Michele, amiga da família que acompanha o caso, questiona a orientação que a avó teria recebido na Secretaria Municipal de Saúde, de buscar novamente o Judiciário. "Como entrar via judicial se já tem uma sentença? Eu disse pra advogada: o que adianta o juiz deferir uma sentença se o outro lado pode continuar recorrendo? Daqui a pouco a criança vem a óbito, eles ganham no cansaço", disse. Ela também afirma que a família é tratada com hostilidade quando procura o órgão.

O que diz a Prefeitura

Questionada sobre o motivo de a determinação judicial não ter sido cumprida e sobre a situação atual da criança, a Secretaria Municipal de Saúde de Bento Gonçalves respondeu em uma linha: "Devido a Lei de Proteção de Dados e por ser um caso judicializado a Secretaria de Saúde não pode fornecer informações."

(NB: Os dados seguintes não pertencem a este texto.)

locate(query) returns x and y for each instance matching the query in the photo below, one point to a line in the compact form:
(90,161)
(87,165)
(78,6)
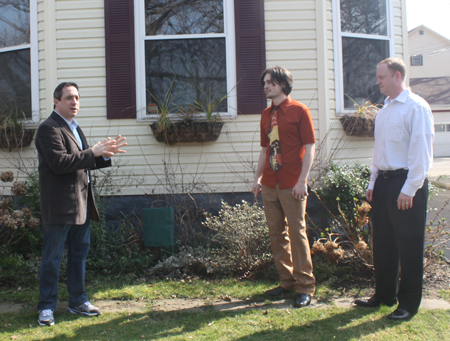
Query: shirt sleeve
(420,152)
(373,175)
(306,129)
(263,131)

O órgão não informou se o plano de Atenção Domiciliar foi elaborado, se os equipamentos foram solicitados, se há recurso em andamento ou qual o prazo para cumprimento.

Para quem enfrenta situação parecida

Quando uma decisão judicial de saúde não é cumprida, a família pode pedir o cumprimento de sentença ao mesmo juízo, com requerimento de multa diária ao ente público. O caminho é feito pelo advogado ou pela Defensoria Pública. Também é possível acionar a Promotoria da Infância e Juventude do Ministério Público, o Conselho Tutelar e a Ouvidoria do SUS.